In today’s episode, I’m sharing a more personal and more honest conversation about something that’s been sitting heavily with me lately. Conversations around women’s rights, equality, and autonomy feel loud online, and I’ve realised that what I’ve been feeling isn’t just frustration… it’s memory.
I talk about my lived experience of being raised as a Jehovah’s Witness, and how growing up inside a patriarchal, high-control environment shaped the way I saw myself, my voice, and what I believed was available to me as a woman. For a long time, silence felt safer. But recently, I’ve come to understand that many systems of control don’t rely on force, they rely on silence and compliance. And staying quiet no longer feels aligned for me.
This episode is my reflection on why I’m choosing to speak up more, even when it feels uncomfortable, and why using your voice doesn’t have to start loudly to be powerful.

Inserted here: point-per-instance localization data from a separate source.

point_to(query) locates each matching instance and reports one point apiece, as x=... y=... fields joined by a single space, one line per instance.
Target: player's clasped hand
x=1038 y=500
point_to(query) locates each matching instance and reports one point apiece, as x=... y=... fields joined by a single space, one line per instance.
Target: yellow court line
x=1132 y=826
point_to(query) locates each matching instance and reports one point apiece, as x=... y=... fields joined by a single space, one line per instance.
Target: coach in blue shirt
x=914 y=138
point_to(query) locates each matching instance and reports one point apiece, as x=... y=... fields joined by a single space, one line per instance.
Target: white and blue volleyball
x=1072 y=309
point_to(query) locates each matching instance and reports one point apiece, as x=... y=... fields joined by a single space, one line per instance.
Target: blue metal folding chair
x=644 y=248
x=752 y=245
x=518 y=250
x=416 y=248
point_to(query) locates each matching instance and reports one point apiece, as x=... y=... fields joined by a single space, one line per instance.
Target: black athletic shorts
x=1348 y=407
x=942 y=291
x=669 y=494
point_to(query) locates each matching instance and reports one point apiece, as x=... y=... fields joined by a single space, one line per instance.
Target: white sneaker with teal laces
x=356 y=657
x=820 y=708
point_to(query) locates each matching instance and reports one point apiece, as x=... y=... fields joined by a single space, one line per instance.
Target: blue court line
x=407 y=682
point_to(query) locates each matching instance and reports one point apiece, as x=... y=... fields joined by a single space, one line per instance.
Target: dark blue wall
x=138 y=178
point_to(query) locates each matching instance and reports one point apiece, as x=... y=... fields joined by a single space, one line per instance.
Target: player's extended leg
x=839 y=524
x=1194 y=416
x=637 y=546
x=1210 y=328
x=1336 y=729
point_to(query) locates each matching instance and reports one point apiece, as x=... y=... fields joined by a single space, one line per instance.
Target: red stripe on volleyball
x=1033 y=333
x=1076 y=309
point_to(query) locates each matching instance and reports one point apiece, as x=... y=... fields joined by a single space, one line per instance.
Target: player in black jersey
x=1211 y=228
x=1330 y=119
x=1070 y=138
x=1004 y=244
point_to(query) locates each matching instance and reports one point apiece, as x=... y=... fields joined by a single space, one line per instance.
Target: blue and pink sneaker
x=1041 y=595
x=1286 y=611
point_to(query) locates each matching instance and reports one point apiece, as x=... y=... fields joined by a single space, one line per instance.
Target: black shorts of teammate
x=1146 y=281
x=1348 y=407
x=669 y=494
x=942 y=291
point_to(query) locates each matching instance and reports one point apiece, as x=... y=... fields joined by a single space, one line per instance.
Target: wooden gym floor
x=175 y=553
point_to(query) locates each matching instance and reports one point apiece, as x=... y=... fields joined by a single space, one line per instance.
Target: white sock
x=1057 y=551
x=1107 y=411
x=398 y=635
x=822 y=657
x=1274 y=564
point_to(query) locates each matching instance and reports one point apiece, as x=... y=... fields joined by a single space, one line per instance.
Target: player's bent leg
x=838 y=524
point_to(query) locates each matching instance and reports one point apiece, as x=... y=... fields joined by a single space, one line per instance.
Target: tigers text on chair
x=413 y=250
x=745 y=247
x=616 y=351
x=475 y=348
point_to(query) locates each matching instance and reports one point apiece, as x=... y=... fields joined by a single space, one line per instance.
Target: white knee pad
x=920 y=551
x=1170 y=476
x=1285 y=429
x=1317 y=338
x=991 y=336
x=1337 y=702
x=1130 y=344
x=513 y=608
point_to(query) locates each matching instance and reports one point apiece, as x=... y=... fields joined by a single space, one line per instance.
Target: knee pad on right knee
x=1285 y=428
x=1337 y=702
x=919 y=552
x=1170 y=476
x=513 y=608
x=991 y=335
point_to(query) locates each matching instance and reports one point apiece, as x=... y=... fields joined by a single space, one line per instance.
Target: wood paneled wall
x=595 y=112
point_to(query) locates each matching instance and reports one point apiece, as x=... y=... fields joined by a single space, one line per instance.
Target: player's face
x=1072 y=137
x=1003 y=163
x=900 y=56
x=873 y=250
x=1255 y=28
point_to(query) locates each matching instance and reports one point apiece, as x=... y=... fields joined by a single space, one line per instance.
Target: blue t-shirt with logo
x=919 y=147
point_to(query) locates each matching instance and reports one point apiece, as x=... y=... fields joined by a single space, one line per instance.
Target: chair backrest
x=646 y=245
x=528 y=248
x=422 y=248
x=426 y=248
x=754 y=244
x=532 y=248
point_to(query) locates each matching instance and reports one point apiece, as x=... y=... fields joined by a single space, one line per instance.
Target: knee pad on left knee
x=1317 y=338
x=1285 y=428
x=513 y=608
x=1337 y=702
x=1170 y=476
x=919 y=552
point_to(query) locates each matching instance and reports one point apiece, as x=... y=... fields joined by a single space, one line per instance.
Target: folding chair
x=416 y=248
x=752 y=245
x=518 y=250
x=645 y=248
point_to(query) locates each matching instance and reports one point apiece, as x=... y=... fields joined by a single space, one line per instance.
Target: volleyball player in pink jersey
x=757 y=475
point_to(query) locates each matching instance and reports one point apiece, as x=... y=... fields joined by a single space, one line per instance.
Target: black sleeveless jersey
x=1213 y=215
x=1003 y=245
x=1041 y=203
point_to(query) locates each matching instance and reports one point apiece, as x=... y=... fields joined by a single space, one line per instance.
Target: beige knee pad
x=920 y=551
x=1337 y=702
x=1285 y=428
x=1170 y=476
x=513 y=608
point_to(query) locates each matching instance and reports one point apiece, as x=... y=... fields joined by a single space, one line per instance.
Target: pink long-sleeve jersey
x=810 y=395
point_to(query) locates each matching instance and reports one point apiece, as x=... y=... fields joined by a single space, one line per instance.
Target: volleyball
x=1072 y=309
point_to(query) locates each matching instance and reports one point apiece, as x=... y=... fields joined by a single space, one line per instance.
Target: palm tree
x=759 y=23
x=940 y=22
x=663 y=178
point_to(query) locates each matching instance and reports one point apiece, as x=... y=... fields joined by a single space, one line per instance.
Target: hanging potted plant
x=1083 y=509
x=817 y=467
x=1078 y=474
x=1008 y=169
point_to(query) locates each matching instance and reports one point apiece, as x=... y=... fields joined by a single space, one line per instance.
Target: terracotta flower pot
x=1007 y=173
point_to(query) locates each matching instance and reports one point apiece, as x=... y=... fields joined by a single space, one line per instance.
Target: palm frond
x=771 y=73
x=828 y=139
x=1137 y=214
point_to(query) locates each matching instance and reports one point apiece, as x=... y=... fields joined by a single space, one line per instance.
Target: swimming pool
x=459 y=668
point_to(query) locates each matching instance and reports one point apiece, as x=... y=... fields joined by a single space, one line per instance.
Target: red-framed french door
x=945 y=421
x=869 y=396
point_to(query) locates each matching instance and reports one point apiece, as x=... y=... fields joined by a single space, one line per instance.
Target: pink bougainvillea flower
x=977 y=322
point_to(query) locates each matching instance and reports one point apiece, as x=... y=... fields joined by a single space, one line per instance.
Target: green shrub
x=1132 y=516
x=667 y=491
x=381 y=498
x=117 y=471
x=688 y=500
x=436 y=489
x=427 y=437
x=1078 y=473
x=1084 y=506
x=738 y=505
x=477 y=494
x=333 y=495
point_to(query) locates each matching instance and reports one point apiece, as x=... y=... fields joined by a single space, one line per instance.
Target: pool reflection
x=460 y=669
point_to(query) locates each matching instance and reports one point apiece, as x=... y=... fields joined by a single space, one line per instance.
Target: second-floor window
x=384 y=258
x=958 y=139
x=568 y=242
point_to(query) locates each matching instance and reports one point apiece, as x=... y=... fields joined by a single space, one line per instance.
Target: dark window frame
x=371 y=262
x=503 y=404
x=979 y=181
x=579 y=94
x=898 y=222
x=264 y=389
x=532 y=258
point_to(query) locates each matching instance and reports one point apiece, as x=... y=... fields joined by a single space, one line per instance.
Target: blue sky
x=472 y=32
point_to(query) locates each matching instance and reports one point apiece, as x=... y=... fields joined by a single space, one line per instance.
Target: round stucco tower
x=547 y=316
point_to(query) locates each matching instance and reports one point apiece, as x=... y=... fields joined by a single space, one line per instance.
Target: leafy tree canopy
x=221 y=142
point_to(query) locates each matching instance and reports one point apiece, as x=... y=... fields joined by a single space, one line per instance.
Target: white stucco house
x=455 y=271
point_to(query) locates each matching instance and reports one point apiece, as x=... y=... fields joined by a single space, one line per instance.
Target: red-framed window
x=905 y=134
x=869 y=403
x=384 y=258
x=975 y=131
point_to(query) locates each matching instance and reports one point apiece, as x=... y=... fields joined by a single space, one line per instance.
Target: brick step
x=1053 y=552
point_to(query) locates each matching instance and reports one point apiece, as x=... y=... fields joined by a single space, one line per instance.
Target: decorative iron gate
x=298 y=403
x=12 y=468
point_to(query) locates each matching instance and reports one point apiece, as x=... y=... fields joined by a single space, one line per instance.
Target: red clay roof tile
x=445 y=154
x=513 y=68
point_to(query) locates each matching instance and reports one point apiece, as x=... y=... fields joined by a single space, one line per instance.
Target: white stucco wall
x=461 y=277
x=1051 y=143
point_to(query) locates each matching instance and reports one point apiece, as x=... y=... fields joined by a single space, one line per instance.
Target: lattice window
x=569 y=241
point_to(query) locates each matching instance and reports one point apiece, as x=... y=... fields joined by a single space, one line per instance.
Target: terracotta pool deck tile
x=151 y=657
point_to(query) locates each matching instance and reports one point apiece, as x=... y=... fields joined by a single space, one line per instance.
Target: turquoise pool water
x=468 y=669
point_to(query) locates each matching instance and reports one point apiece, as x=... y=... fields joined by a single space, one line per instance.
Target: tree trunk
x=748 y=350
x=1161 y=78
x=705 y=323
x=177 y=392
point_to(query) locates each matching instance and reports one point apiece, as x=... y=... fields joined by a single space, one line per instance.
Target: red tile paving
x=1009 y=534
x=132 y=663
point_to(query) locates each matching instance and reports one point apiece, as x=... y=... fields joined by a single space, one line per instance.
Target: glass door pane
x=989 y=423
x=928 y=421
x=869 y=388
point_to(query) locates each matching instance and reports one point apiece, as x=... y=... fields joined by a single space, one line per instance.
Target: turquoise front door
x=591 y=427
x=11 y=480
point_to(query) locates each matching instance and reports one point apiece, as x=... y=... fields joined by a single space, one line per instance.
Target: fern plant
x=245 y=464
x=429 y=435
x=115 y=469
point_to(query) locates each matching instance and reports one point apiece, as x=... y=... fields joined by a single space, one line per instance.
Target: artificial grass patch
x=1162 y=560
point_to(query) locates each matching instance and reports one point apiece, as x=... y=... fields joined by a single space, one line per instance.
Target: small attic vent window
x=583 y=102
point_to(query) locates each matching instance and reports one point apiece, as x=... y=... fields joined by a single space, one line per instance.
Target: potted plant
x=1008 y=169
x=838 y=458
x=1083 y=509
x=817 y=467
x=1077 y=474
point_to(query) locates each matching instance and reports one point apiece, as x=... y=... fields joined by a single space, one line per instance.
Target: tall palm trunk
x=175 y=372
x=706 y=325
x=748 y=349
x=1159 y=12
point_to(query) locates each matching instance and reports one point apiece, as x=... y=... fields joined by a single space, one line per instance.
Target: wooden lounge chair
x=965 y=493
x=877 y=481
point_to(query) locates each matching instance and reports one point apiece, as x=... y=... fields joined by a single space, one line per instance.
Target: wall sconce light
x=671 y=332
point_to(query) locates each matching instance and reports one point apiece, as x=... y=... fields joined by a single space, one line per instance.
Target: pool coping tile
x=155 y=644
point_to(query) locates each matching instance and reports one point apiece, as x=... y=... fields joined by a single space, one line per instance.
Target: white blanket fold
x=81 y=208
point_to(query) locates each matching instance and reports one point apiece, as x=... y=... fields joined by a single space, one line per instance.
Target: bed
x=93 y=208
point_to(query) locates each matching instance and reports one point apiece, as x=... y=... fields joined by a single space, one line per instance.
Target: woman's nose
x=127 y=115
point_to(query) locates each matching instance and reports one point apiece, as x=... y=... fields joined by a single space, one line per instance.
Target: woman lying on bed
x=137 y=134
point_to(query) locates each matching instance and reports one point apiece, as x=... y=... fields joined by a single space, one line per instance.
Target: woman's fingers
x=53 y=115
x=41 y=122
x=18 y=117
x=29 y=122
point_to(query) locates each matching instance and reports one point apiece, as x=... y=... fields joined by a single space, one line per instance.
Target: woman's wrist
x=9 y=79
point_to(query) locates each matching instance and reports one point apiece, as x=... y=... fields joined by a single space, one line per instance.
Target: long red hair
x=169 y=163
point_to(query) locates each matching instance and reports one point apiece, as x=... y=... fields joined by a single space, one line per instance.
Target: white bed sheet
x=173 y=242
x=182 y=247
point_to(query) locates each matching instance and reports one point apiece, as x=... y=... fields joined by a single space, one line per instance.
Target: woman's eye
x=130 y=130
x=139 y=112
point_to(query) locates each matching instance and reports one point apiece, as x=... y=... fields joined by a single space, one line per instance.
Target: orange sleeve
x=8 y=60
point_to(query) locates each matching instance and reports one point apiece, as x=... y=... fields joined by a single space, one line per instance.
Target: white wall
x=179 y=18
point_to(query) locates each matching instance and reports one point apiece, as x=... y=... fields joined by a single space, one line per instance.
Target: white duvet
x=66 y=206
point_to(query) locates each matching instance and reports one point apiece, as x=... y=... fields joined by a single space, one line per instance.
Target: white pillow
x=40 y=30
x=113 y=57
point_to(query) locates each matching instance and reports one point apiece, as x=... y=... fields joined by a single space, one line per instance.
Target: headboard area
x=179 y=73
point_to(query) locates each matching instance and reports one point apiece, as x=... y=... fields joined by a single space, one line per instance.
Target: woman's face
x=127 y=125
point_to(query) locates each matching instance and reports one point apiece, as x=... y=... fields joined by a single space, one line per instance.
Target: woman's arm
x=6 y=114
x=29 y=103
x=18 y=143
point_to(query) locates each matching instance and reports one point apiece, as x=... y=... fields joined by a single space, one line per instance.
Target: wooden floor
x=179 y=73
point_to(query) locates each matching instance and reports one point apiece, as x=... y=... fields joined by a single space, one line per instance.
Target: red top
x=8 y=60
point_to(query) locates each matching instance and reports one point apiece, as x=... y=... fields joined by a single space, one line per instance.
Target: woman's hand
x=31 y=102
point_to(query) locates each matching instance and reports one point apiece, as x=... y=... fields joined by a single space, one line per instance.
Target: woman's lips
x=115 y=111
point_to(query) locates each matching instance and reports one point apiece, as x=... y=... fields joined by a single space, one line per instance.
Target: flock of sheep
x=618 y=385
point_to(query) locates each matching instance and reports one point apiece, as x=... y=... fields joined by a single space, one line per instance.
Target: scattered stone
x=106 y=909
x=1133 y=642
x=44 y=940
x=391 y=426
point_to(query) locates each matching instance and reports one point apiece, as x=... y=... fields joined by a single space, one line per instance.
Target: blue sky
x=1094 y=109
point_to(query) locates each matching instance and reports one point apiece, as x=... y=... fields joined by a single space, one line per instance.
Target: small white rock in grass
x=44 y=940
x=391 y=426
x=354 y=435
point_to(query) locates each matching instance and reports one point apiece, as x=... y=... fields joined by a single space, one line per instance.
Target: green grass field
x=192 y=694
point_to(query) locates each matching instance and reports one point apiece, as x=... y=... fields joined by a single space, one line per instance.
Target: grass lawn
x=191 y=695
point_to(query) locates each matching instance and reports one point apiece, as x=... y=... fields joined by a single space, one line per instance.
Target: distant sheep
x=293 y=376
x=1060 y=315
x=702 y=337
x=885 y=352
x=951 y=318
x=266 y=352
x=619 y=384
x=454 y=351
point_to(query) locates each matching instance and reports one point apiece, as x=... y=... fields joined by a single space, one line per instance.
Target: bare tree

Inside this conversation, I talk about:
- noticing where we minimise ourselves or make ourselves smaller
- learning to practise speaking our truth in safe spaces first
- questioning inherited beliefs we never consciously chose
- understanding that real change — both personal and collective — happens slowly, brick by brick
If you’ve been feeling frustrated, unsettled, or unsure how to navigate what you’re seeing and feeling in the world right now, you’re not alone. This episode is an invitation to stop shrinking, to reconnect with your own voice, and to remember that change often begins quietly, with the decision to no longer stay silent.